Specter Proposes NSA Surveillance Rules

WaPo reported The federal government would have to obtain permission from a secret court to continue a controversial form of surveillance, which the National Security Agency now conducts without warrants, under a bill being proposed by Senate Judiciary Committee Chairman Arlen Specter (R-Pa.).
It is becoming more and more obvious that Bush screwed up when he helped Specter fight off a primary challenge by a real conservative.
Specter's proposal would bring the four-year-old NSA program under the authority of the court created by the 1978 Foreign Intelligence Surveillance Act. The act created a mechanism for obtaining warrants to wiretap domestic suspects. But President Bush, shortly after the 2001 terrorist attacks, authorized the NSA to eavesdrop on communications without such warrants. The program was revealed in news reports two months ago. Specter's plan could put him at odds with the administration, which has praised a rival proposal that would exempt the NSA program from the surveillance law.
Which is the plan that should pass.
Specter's proposal would also require the administration to give a handful of lawmakers more information about the program than they now receive, such as the number of communications intercepted and a summary of the results.
That might not be a bad idea, but the other part is terrible.
The draft version of Specter's bill, which is circulating in intelligence and legal circles, would require the attorney general to seek the FISA court's approval for each planned NSA intercept under the program.
Bush and Gonzoles have both said it takes a long time to prepare a case to go before FISA, and that is why it is not feasible to use.
Bush has said the agency monitors phone calls and e-mails between people in the United States and people abroad when any of them is thought to have possible terrorist ties.

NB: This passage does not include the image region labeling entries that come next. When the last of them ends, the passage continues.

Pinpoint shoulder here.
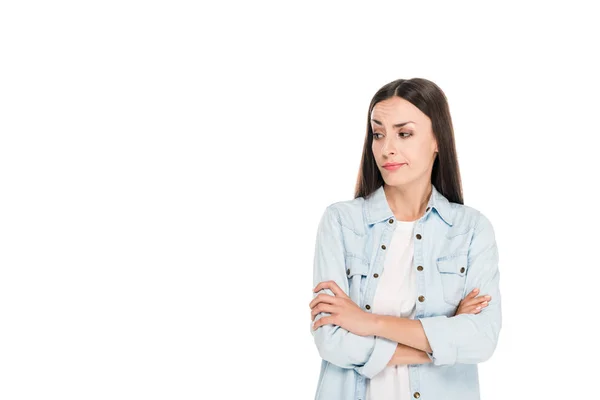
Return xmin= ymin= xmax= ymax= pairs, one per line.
xmin=325 ymin=197 xmax=365 ymax=235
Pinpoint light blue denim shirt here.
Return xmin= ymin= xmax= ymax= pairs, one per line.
xmin=310 ymin=184 xmax=502 ymax=400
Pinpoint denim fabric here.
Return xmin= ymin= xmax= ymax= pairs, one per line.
xmin=310 ymin=184 xmax=502 ymax=400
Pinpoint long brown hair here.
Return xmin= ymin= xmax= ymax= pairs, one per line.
xmin=354 ymin=78 xmax=464 ymax=204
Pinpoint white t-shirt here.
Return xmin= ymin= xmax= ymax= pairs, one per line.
xmin=366 ymin=220 xmax=417 ymax=400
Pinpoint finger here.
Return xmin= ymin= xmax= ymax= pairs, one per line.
xmin=310 ymin=303 xmax=335 ymax=319
xmin=313 ymin=281 xmax=348 ymax=297
xmin=309 ymin=293 xmax=340 ymax=308
xmin=465 ymin=288 xmax=479 ymax=299
xmin=313 ymin=316 xmax=333 ymax=329
xmin=461 ymin=297 xmax=482 ymax=307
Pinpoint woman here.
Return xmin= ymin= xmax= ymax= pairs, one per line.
xmin=310 ymin=78 xmax=502 ymax=400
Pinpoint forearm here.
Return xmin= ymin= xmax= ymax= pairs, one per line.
xmin=388 ymin=343 xmax=432 ymax=367
xmin=373 ymin=315 xmax=431 ymax=353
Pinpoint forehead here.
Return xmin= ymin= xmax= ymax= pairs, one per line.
xmin=371 ymin=96 xmax=428 ymax=124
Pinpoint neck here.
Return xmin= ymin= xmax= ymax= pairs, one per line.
xmin=383 ymin=181 xmax=432 ymax=221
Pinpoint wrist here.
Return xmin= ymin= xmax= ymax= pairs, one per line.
xmin=369 ymin=314 xmax=381 ymax=336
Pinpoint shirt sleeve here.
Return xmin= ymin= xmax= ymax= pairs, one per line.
xmin=310 ymin=205 xmax=398 ymax=379
xmin=418 ymin=213 xmax=502 ymax=365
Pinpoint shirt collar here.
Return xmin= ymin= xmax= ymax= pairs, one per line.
xmin=365 ymin=183 xmax=452 ymax=226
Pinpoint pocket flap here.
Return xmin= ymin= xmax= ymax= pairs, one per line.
xmin=436 ymin=254 xmax=467 ymax=276
xmin=346 ymin=256 xmax=369 ymax=277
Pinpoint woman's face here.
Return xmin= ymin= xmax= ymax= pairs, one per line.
xmin=371 ymin=96 xmax=437 ymax=186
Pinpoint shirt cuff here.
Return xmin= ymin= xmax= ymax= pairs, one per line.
xmin=419 ymin=315 xmax=456 ymax=365
xmin=355 ymin=336 xmax=398 ymax=379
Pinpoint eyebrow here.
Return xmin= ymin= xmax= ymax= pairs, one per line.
xmin=371 ymin=118 xmax=416 ymax=128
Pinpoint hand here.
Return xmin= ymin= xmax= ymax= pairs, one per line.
xmin=455 ymin=288 xmax=492 ymax=315
xmin=309 ymin=281 xmax=375 ymax=336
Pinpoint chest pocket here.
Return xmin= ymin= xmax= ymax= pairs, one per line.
xmin=436 ymin=254 xmax=467 ymax=306
xmin=346 ymin=256 xmax=369 ymax=305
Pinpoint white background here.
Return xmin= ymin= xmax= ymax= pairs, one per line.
xmin=0 ymin=1 xmax=600 ymax=400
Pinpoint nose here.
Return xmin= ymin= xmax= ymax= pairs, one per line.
xmin=381 ymin=138 xmax=396 ymax=156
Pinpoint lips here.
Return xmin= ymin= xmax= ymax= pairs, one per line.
xmin=383 ymin=163 xmax=406 ymax=171
xmin=383 ymin=163 xmax=406 ymax=167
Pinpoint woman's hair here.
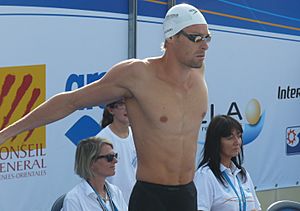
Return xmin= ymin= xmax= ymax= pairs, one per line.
xmin=74 ymin=137 xmax=113 ymax=179
xmin=199 ymin=115 xmax=246 ymax=185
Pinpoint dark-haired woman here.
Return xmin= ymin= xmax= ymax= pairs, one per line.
xmin=194 ymin=115 xmax=261 ymax=211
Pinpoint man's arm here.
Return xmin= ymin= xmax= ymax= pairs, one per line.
xmin=0 ymin=60 xmax=131 ymax=144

Specter's bill would require the attorney general to give the secret court "a statement of the facts and circumstances" causing the Justice Department to believe "that at least one of the participants in the communications to be intercepted . . . will be the foreign power or agent of a foreign power specified in [the law], or a person who has had communication with the foreign power or agent." The attorney general would have to provide "a detailed description of the nature of the information sought" and "an estimate of the number of communications to be intercepted . . . during the requested authorization period." The draft says the surveillance program's goal is "to gather foreign intelligence information or to protect against international terrorism."